My palms begin to sweat. “I need to focus on something. Will you promise not t-to,” I stammer, “not to move?”

“Okay. What are you going to do?”

“Smell you.”





FIFTEEN


“DO THEY LOOK LIKE THEY’RE ABOUT TO VOMIT?

THEY’RE IN LOVE.”

—Reseda, Aromateur, 1724

“AREN’T YOU ALREADY smelling me?” Court asks around a smile. “I just played an hour of soccer with twenty-five third graders.” He leans in as if telling me a secret, and my pulse spikes at the warmth of his breath caressing my forehead. “Girls won. And anyway, I thought you already knew how I smelled.”

His throaty purr nearly liquefies me. Just like someone fixed by an elixir, my feelings for Court multiply like bacteria with each succeeding exposure to him.

I affect a business tone. “You have a bunch of smaller notes that aren’t obvious. One of those you share with your mom. I haven’t sourced it yet, but if I could get a better smell of it, I might be able to.”

“Okay.
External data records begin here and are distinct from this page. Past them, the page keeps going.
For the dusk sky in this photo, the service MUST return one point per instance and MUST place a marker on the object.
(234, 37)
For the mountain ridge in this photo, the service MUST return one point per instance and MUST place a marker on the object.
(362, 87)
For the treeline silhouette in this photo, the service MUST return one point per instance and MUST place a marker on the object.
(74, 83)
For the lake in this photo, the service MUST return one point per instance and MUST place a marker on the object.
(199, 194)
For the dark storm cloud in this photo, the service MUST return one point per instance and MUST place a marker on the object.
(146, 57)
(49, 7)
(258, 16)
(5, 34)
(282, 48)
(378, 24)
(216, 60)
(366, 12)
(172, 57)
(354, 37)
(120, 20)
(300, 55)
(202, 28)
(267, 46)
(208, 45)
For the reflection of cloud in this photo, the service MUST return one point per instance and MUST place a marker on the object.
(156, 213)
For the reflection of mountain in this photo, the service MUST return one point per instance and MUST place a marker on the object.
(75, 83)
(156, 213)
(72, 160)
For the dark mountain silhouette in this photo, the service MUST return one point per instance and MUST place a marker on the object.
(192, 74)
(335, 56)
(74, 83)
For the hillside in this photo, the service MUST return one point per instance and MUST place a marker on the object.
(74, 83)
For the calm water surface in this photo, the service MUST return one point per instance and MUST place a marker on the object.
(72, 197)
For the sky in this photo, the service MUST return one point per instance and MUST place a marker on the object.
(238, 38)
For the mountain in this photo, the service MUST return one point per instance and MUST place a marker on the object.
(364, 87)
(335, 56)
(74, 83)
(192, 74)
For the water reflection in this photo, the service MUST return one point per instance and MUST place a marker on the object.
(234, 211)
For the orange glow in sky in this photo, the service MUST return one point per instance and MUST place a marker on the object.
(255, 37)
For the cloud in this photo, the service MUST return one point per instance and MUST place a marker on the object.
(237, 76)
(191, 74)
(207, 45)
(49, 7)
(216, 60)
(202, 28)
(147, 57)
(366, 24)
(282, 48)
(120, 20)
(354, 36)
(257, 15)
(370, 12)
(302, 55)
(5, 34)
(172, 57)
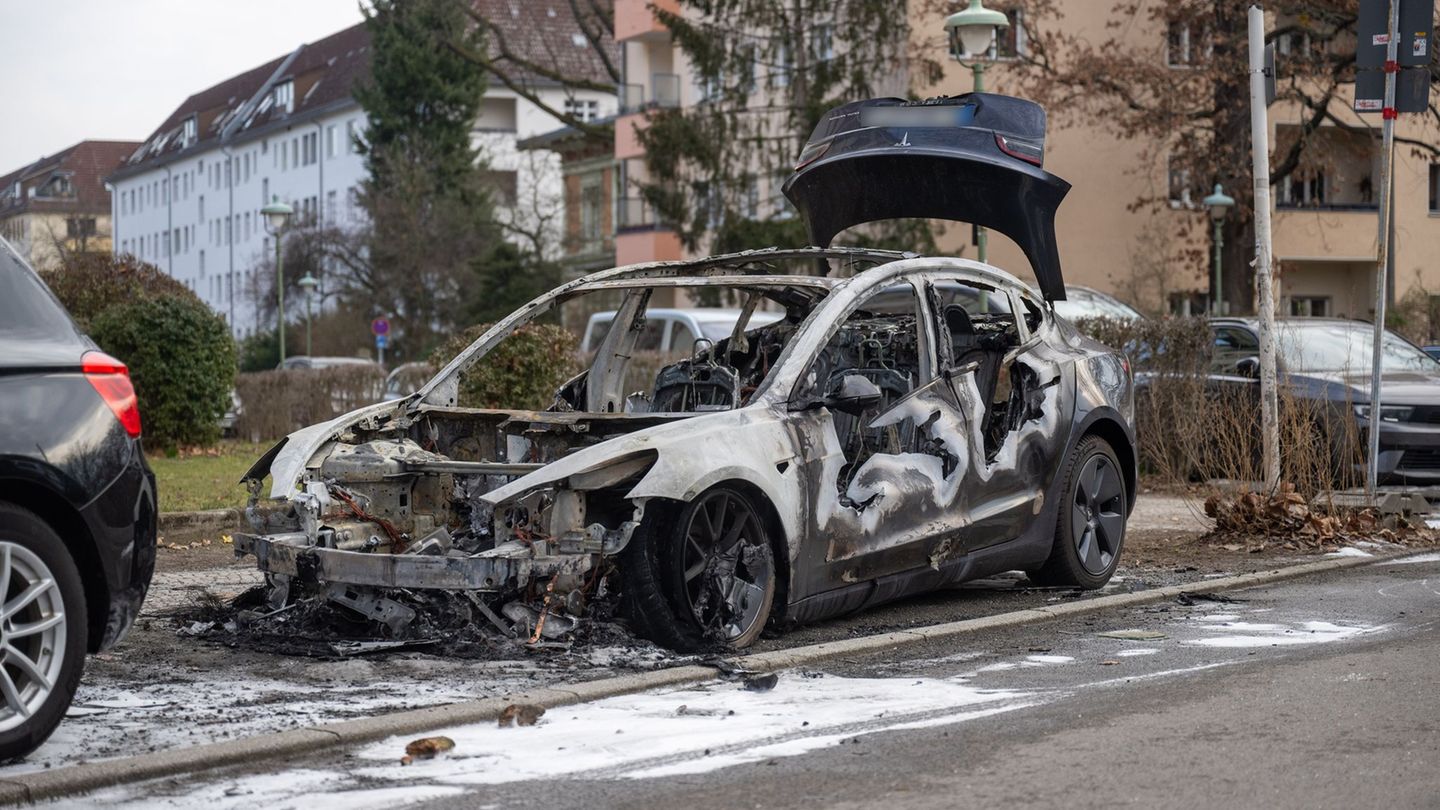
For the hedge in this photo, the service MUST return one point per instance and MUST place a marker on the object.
(182, 362)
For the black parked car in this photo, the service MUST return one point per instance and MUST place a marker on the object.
(77, 506)
(1326, 361)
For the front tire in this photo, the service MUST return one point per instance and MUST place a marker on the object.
(1090, 526)
(42, 630)
(702, 575)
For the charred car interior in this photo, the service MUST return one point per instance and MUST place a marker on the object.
(906, 424)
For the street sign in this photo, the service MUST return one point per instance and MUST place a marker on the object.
(1416, 26)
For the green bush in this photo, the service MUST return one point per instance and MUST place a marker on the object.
(523, 371)
(88, 284)
(182, 361)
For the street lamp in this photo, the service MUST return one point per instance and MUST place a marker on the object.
(971, 33)
(1218, 205)
(277, 215)
(308, 284)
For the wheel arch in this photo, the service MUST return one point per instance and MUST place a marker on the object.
(69, 525)
(779, 541)
(1118, 437)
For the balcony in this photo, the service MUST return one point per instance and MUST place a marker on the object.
(664, 91)
(635, 20)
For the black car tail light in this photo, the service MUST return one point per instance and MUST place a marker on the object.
(111, 381)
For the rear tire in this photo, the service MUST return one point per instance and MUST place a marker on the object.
(1090, 526)
(42, 630)
(700, 575)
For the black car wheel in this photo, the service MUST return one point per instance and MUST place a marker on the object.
(42, 630)
(1090, 528)
(702, 575)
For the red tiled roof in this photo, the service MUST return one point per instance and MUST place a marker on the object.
(85, 163)
(326, 71)
(546, 32)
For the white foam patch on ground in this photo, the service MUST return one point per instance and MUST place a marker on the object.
(1350, 551)
(689, 731)
(1050, 659)
(300, 789)
(1432, 557)
(1234, 634)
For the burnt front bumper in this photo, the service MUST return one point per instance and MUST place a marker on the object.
(509, 565)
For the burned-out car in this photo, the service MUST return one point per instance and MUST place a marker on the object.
(874, 441)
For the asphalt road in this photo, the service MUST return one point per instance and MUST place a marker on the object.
(1309, 693)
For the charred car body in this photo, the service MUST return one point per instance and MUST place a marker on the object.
(876, 441)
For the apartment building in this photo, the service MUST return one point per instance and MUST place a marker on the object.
(59, 203)
(1325, 221)
(189, 199)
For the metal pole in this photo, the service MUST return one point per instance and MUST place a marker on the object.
(1220, 288)
(280, 296)
(1265, 267)
(1386, 166)
(981, 237)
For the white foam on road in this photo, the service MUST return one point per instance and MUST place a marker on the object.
(689, 731)
(1432, 557)
(1236, 634)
Smell away.” He spreads his arms, and if I were any other teenage girl, I would jump right into them.

I wrestle down my nervousness over what I’m about to do. Analyze the scents, comes Mother’s voice in my head, don’t give them the upper hand. I am a professional. A love professional. “I have to warn you not to touch me.”

His eyebrows lift in a question.

“I don’t want to infect you.” I already sprayed him once, after the bee sting, which should have been enough to last a lifetime. But why take chances? Especially when I’ve never hugged a boy before.

“Are you sick?”

“Not exactly.” I lick my lips. “But you could get, er, sick if you touch me.”

“What do you mean, sick?”

Wonderful. Now he’s going to think I have some transmittable disease, which isn’t far from the truth. “Lovesick.”

The corners of his mouth tuck back even more in amusement. “Lovesick?” he asks.

“Yeah, crazy, I know.” I try to keep a casual tone but I feel the flush.

My skin has gone clammy. What’s wrong with me? I’ve never felt so nervous in my life. He’s just a boy, human being like me, Homo sapiens. I lean in so that my nose is only an inch away from him and sniff.

Unlayering the mood notes, I find his scentprint. The nutmeg and cinnamon are especially strong and enticing.